There were hard years, really hard years. There were foxholes. And death.
He didn’t talk much about it, and though we wished he would have, we respected his silence.
He simply kept his hand on the barn door, the tractor wheel, and the hymnal on Sunday mornings.
But the image none of us will ever forget is this one: those same calloused hands held dainty teacups. The distinguished Army captain was the most gracious host of tea parties, which he held in honor of his granddaughters.
This is one of the fondest memories that my girls have of their Grandpa Paul. He’d sit cross-legged with them on the porch of his house, under the shade of a giant tree. He’d stir muddy water, and engage in polite conversation, and pretend to eat cookies, which were actually landscaping rocks set upon fragile saucers.
I was always struck by the tenderness and humility of my father-in-law. Looking back on it now, I know that the same core values motivated both his service in the military, and his impromptu tea parties: A deep love of people and of country.
I thought about all of that again these last few days, as we prepare to honor veterans on Veterans Day, as we do every year.
As I reflect on Paul’s love for his granddaughters, I remember a truth about the bravest people I know. They aren’t too afraid to make themselves small. They understand that humility and kindness aren’t signs of weakness, but virtues of the brave. The bravest people I know aren’t too big to sit in child-sized chairs and sip tea, with the sole aim of making someone else’s heart soar.

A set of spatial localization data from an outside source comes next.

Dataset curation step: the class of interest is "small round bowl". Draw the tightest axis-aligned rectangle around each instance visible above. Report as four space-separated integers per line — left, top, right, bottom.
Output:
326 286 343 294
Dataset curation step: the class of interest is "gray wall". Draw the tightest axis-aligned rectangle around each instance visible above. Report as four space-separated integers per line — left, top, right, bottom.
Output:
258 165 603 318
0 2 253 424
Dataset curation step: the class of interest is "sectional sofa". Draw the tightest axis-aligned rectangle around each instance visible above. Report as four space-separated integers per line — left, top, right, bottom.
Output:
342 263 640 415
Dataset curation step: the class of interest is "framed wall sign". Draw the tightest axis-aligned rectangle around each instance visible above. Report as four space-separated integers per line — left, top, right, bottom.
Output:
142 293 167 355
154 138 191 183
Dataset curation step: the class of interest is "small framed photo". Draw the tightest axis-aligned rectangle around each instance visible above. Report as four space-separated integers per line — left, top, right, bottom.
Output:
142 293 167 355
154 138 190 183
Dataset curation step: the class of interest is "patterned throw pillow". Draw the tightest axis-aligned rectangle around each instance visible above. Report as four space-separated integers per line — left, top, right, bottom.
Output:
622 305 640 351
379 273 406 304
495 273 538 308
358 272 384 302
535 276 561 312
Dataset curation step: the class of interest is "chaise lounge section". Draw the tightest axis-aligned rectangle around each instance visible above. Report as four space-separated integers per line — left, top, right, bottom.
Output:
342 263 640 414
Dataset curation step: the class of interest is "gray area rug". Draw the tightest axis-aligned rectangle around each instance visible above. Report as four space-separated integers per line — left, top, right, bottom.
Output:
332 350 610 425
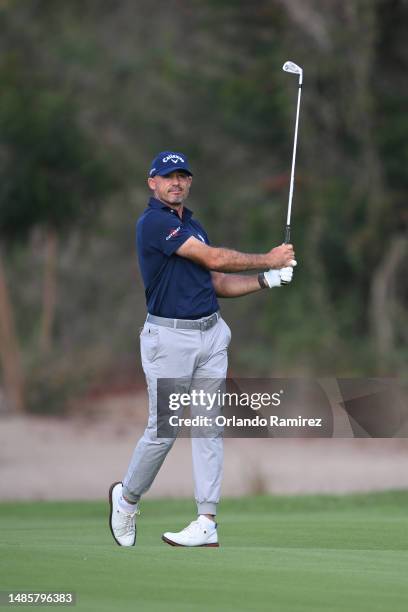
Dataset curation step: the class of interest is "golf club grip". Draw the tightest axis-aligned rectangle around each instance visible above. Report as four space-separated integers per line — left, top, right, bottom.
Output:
284 225 291 244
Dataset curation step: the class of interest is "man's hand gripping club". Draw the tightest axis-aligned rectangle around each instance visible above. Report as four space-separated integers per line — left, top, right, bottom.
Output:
260 243 297 288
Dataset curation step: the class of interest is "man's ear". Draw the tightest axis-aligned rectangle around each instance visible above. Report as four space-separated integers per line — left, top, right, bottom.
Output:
147 177 156 191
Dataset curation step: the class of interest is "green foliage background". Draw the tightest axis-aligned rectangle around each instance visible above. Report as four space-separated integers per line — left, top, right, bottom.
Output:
0 0 407 409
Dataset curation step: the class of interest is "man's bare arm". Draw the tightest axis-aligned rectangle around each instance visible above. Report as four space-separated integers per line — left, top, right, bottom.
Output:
211 271 262 297
176 237 295 272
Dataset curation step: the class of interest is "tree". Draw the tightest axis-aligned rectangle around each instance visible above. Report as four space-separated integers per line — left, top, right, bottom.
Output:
0 54 115 411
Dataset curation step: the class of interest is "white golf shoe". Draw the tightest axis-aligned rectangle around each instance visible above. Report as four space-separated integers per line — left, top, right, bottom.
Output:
162 515 219 547
109 481 138 547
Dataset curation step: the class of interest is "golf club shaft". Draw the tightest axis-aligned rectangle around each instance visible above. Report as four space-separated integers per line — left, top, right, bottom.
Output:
285 83 302 244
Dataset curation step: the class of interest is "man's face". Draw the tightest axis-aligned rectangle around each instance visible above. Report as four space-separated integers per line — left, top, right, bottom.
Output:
148 171 192 207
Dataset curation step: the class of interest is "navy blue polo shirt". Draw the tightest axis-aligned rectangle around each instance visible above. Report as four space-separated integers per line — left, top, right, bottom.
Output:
136 197 219 318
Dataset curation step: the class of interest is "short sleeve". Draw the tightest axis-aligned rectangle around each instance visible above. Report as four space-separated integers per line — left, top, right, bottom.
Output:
147 212 193 257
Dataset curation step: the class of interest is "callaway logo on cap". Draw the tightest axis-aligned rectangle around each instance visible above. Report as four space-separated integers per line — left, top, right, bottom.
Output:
149 150 193 177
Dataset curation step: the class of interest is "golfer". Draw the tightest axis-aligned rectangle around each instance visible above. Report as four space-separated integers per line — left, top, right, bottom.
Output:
109 151 296 547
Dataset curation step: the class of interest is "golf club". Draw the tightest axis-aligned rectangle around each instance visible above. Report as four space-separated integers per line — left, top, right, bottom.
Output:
282 60 303 244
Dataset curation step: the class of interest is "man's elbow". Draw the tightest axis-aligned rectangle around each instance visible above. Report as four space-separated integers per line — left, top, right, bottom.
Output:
210 271 226 296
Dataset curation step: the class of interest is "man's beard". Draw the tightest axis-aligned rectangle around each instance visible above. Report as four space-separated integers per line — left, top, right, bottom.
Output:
168 194 184 205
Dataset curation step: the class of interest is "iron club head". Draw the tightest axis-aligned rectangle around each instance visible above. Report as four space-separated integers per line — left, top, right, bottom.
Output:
283 61 303 85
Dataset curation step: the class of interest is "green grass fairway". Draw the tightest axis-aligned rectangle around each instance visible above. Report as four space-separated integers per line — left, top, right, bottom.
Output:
1 492 408 611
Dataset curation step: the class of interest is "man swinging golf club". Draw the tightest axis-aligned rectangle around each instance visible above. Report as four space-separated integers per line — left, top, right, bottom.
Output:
109 61 302 548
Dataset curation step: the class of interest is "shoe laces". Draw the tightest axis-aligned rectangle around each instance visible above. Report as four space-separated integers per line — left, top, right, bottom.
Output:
181 520 201 537
116 512 134 536
116 505 139 536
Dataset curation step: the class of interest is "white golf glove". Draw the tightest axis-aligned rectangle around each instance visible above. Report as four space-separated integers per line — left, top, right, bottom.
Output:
263 264 295 288
279 266 294 285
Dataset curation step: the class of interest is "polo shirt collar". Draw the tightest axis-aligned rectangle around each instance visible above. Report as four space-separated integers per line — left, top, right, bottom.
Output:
148 197 193 221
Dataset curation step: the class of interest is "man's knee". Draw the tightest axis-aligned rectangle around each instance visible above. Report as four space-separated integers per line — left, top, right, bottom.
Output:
142 431 176 450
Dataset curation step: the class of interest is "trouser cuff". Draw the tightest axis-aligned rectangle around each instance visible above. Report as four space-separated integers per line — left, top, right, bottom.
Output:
122 485 141 504
197 502 217 515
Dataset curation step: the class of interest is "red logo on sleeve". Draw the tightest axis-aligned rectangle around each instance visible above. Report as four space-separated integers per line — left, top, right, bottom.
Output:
165 226 181 241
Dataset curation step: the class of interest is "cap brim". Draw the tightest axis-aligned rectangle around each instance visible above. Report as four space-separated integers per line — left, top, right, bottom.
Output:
154 166 193 177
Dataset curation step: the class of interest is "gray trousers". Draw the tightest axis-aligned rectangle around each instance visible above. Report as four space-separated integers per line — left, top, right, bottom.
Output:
122 315 231 515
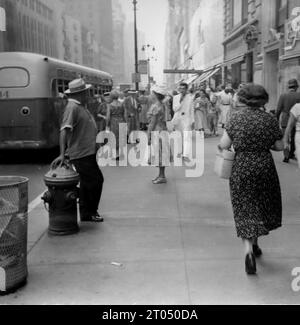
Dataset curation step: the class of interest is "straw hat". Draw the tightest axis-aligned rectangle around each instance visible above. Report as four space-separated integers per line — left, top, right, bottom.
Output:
64 78 92 94
288 79 299 89
152 85 167 96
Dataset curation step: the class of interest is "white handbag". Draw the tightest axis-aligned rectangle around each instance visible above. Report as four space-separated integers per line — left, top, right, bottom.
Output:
214 148 235 179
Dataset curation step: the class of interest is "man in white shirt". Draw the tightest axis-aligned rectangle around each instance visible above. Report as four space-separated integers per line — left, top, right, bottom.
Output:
284 103 300 168
171 82 195 160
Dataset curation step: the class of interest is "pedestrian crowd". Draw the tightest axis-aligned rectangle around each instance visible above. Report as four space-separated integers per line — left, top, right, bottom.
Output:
52 76 299 277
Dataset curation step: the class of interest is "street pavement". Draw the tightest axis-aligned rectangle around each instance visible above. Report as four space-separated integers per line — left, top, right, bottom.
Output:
1 133 300 305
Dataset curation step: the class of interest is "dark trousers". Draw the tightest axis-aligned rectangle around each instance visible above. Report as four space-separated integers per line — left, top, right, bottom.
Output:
72 154 104 219
290 127 296 157
282 126 296 159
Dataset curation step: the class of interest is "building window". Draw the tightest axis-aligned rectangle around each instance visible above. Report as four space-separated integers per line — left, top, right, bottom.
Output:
231 0 248 29
38 22 43 53
36 1 41 14
233 0 242 26
42 5 47 18
276 0 288 31
278 0 288 8
198 21 205 45
29 0 35 10
48 9 53 21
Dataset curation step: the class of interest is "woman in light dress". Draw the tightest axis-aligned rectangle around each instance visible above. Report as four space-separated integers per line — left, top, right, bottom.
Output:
147 86 168 184
194 89 209 132
106 91 127 160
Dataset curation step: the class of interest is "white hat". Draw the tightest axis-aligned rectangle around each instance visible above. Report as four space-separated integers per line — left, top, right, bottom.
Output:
151 85 167 96
64 78 92 94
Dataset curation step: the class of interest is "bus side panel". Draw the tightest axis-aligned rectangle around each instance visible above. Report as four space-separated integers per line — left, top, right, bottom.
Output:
41 98 62 149
0 99 60 149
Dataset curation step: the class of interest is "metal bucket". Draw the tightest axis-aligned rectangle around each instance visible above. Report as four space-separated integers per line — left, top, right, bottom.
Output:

Our daughter Anna doesn’t remember much about her Grandpa Paul. She was only four when he died. Of the handful of memories that Anna does have, the tea parties are the most prominent.
Anna wrote this short essay about her grandpa four years ago. “My wonderful grandpa died a HERO,” she wrote.
Grandpa Paul died in 2009 of leukemia. He was 67. His doctors said his illness was brought on by all of the Agent Orange that he was exposed to during the Vietnam War.
Like most soldiers, he didn’t go down without a fight.
On a January morning in Iowa – one mile south of his farm, in the church where his sturdy hands held the hymnal — an American flag was draped over his casket. We walked out the back of the church behind the pallbearers. His old military buddies were standing there waiting for us.
I don’t think I’m imagining the tears in their eyes. And if I am imagining the tears, well … let me believe they were real.
Paul Lee’s tour of duty had ended. His American Legion pals – with their navy-blue hats, trimmed in gold — folded that flag into a triangle and handed it to his wife.
Those men were grandpas and retired farmers and members of the church choir. They probably hosted a few tea parties themselves, over the years.
Here’s what I believe about men and women like that: I believe that you don’t lose your Bravery Card when you show up at a tea party. When you hand a grieving widow a flag, with tears in your own eyes. When you take the time to be tender.
When you simply love.
Yeah, I’m just a person who watched those tea parties from a distance, while standing beneath a shade tree. But I do know this: the tenderest moments of our lives are likely the moments our loved ones will carry the longest.
And that tenderness doesn’t weaken our warrior spirit. It strengthens it.